Avoid excessive stimulants
Keep track of the number of drinks you are having with caffeine. The hospital routine may have you drinking more cola, tea or coffee than usual. Some people are more sensitive to the stimulating effects of caffeine than others. There are different views on how many hours before sleep you should have your last caffeine intake. Some say caffeine should be avoided for at least 3 to 7 hours before going to sleep. Others say that no caffeine after lunch time is best if you have sleep problems. Many people find that their sleep improves with less caffeine or only having caffeine earlier in the day. Also be aware that nicotine is a stimulant and a late-night cigarette may interfere with your sleep.
Try to reduce worry or over-stimulation at night
Being unwell can be a worrying time.
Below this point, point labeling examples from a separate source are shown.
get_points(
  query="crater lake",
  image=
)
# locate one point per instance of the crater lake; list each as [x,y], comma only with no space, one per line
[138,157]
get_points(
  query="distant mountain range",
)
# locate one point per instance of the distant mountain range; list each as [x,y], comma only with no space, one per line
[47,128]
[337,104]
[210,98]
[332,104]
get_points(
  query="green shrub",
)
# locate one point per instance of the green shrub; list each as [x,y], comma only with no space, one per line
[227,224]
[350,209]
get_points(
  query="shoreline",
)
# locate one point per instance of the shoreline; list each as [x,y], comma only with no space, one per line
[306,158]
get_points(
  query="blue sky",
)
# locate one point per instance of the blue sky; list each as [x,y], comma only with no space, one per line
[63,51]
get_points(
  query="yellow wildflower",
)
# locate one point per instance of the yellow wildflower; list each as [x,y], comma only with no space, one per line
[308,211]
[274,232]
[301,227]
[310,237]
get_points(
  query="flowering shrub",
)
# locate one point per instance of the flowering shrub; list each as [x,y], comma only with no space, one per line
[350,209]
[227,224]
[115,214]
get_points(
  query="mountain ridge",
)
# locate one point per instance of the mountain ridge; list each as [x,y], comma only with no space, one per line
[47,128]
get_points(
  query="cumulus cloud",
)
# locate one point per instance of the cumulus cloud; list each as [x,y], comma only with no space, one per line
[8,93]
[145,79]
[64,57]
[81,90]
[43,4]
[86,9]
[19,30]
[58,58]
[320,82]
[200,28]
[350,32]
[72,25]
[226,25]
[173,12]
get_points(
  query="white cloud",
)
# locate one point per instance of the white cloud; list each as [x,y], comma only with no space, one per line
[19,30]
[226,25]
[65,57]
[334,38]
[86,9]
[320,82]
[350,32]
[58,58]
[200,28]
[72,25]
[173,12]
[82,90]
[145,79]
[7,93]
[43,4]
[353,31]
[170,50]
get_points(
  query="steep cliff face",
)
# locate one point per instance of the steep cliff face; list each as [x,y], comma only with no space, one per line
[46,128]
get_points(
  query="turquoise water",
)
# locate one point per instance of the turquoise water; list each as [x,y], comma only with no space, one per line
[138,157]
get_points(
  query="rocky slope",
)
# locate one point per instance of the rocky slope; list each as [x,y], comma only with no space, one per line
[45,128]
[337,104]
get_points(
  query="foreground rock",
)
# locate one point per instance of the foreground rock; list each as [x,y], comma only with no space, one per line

You may be worried about your own health or how your loved ones are coping. If you can’t get your mind off your worries, make a time each day (but not just before bed) to list the things you’re worried about. Then write down what you can do to stop or reduce that worry. For example, you may decide to talk about a problem symptom with a doctor, nurse, or family member. When awake during the sleep period tell yourself that you will think about your worries again the next day. Try not to worry about things you can’t change.
Sometimes the things we do late in the evening can leave the mind over-stimulated when it comes to sleep time. Avoid any activities that may ‘wind you up’. This can include screen-based activities such as games or emotional phone conversations. Dimmer lighting during the hour before bed can help prepare you for sleep.
Take time to relax
Aim to increase your relaxation by listening to soothing music quietly through headphones (at a reasonable volume). There are also free apps for smart phones that use breathing or mindfulness exercises to help you relax (e.g. Smiling Mind). Relaxation is useful at any time during the day or night but especially in the hour before you try to sleep.
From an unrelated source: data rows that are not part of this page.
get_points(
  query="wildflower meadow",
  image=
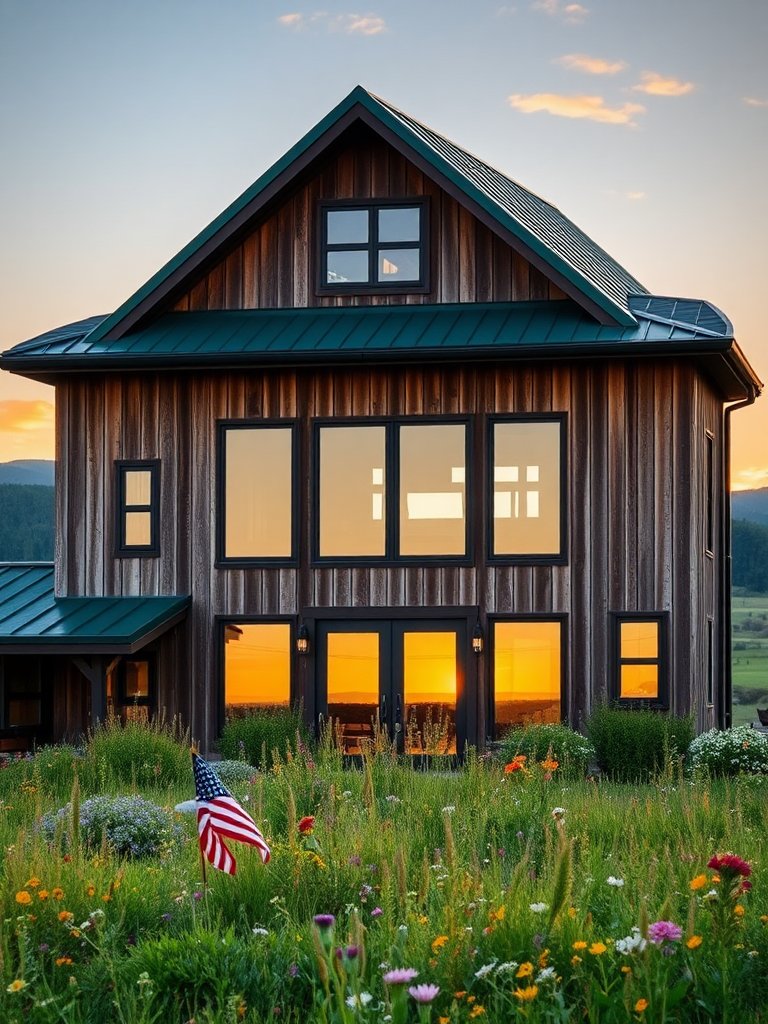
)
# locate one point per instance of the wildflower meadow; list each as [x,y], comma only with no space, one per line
[498,890]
Look after your sleep when you leave hospital
It is important that you look after your sleep needs when you return home after hospital. There are fact sheets on the good sleep habits that will help you get the best sleep you can.
Sometimes a major illness or surgery may be a time of starting to sleep poorly for an extended period of time, leading to chronic insomnia. Learn about ways to prevent chronic insomnia from the Sleep Health Foundation.
For further information
The Sleep Health Foundation is working towards making hospitals more sleep-friendly places. We have developed a range of suggestions for hospital managements to consider and hopefully adopt. These cover issues such as noise, lighting and activity scheduling on the wards. This fact sheet presents strategies that individual patients may find useful to make their hospital experience more sleep-friendly.